Reducing memory consumption in librsvg, part 3: slack space in Bézier paths

Translations: es - Tags: gnome, librsvg, performance, rust

We got a bug with a gigantic SVG of a map extracted from OpenStreetMap, and it has about 600,000 elements. Most of them are <path>, that is, specifications for Bézier paths.

A <path> can look like this:

<path d="m 2239.05,1890.28 5.3,-1.81"/>

The d attribute contains a list of commands to create a Bézier path, very similar to PostScript's operators. Librsvg has the following to represent those commands:

pub enum PathCommand {
    MoveTo(f64, f64),
    LineTo(f64, f64),

Those commands get stored in an array, a Vec inside a PathBuilder:

pub struct PathBuilder {
    path_commands: Vec<PathCommand>,

Librsvg translates each of the commands inside a <path d="..."/> into a PathCommand and pushes it into the Vec in the PathBuilder. When it is done parsing the attribute, the PathBuilder remains as the final version of the path.

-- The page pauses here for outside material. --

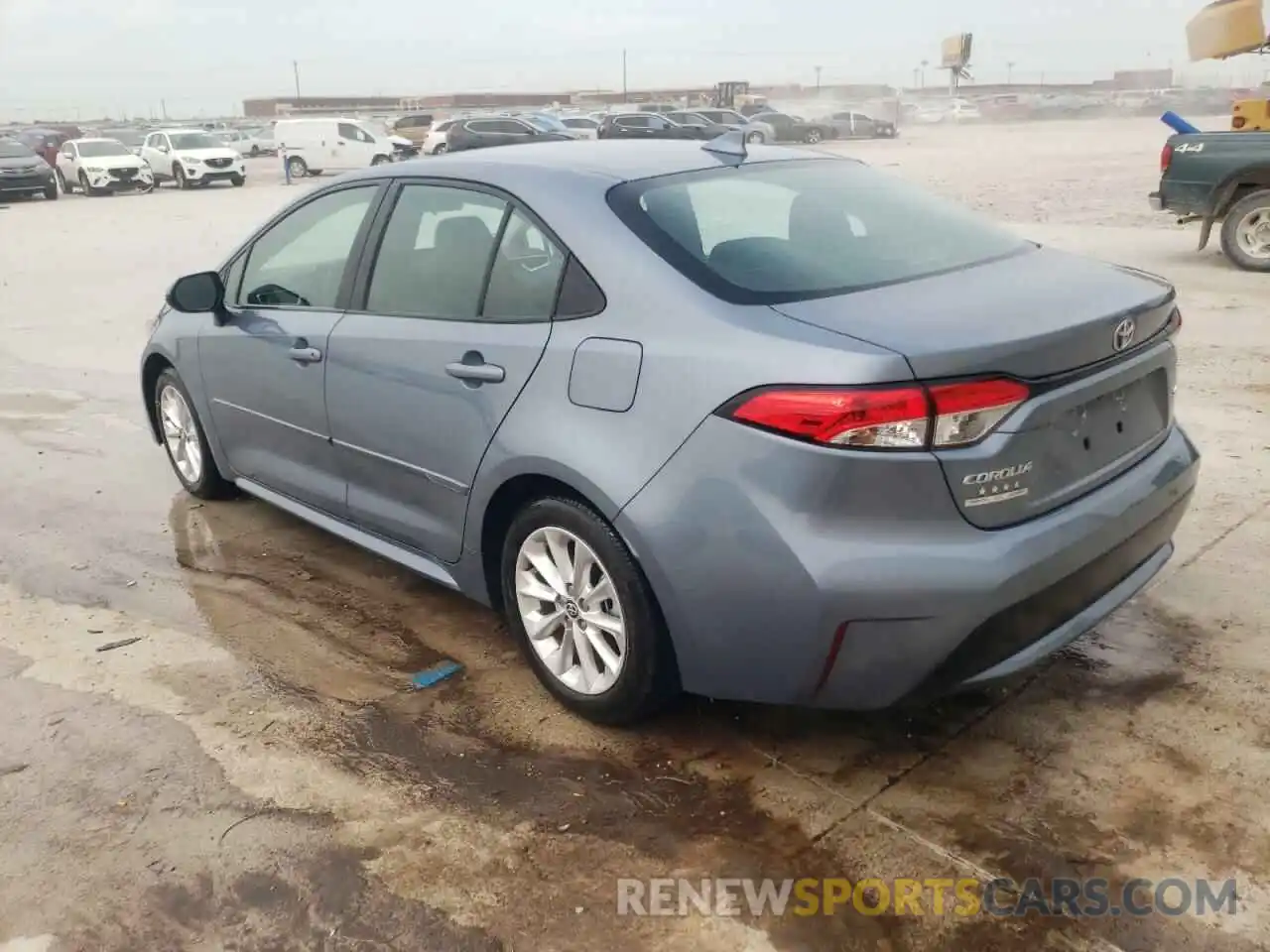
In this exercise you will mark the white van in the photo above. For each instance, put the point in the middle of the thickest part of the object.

To let a Vec grow efficiently as items are pushed into it, Rust makes the Vec grow by powers of 2. When we add an item, if the capacity of the Vec is full, its buffer gets realloc()ed to twice its capacity. That way there are only O(log₂n) calls to realloc(), where n is the total number of items in the array.

However, this means that once we are done adding items to the Vec, there may still be some free space in it: the capacity exceeds the length of the array. The invariant is that vec.capacity() >= vec.len().

First I wanted to shrink the PathBuilders so that they have no extra capacity in the end.

First step: convert to Box<[T]>

A "boxed slice" is a contiguous array in the heap, that cannot grow or shrink. That is, it has no extra capacity, only a length.

Vec has a method into_boxed_slice which does eactly that: it consumes the vector and converts it into a boxed slice without extra capacity. In its innards, it does a realloc() on the Vec's buffer to match its length.

Let's see the numbers that Massif reports:

  n        time(i)         total(B)   useful-heap(B) extra-heap(B)    stacks(B)
 23 22,751,613,855    1,560,916,408    1,493,746,540    67,169,868            0

 30 22,796,106,012    1,553,581,072    1,329,943,324   223,637,748            0

That is, we went from using 1,493,746,540 bytes on the heap to using 1,329,943,324 bytes. Simply removing extra capacity from the path commands saves about 159 MB for this particular file.

Second step: make the allocator do less work

However, the extra-heap column in that table has a number I don't like: there are 223,637,748 bytes in malloc() metadata and unused space in the heap.

I suppose that so many calls to realloc() make the heap a bit fragmented.

It would be good to be able to read most of the <path d="..."/> to temporary buffers that don't need so many calls to realloc(), and that in the end get copied to exact-sized buffers, without extra capacity.

We can do just that with the smallvec crate. A SmallVec has the same API as Vec, but it can store small arrays directly in the stack, without an extra heap allocation. Once the capacity is full, the stack buffer "spills" into a heap buffer automatically.

Most of the d attributes in the huge file in the bug have fewer than 32 commands. That is, if we use the following:

pub struct PathBuilder {
    path_commands: SmallVec<[PathCommand; 32]>,

We are saying that there can be up to 32 items in the SmallVec without causing a heap allocation; once that is exceeded, it will work like a normal Vec.

At the end we still do into_boxed_slice to turn it into an independent heap allocation with an exact size.

This reduces the extra-heap quite a bit:

  n        time(i)         total(B)   useful-heap(B) extra-heap(B)    stacks(B)
 33 24,139,598,653    1,416,831,176    1,329,943,212    86,887,964            0

Also, the total bytes shrink from 1,553,581,072 to 1,416,831,176 — we have a smaller heap because there is not so much work for the allocator, and there are a lot fewer temporary blocks when parsing the d attributes.

Making the code prettier

I put in the following:

/// This one is mutable
pub struct PathBuilder {
    path_commands: SmallVec<[PathCommand; 32]>,

/// This one is immutable
pub struct Path {
    path_commands: Box<[PathCommand]>,

impl PathBuilder {
    /// Consumes the PathBuilder and converts it into an immutable Path
    pub fn into_path(self) -> Path {
        Path {
            path_commands: self.path_commands.into_boxed_slice(),

With that, PathBuilder is just a temporary struct that turns into an immutable Path once we are done feeding it. Path contains a boxed slice of the exact size, without any extra capacity.

Next steps

All the coordinates in librsvg are stored as f64, double-precision floating point numbers. The SVG/CSS spec says that single-precision floats are enough, and that 64-bit floats should be used only for geometric transformations.

I'm a bit scared to make that change; I'll have to look closely at the results of the test suite to see if rendered files change very much. I suppose even big maps require only as much precision as f32 — after all, that is what OpenStreetMap uses.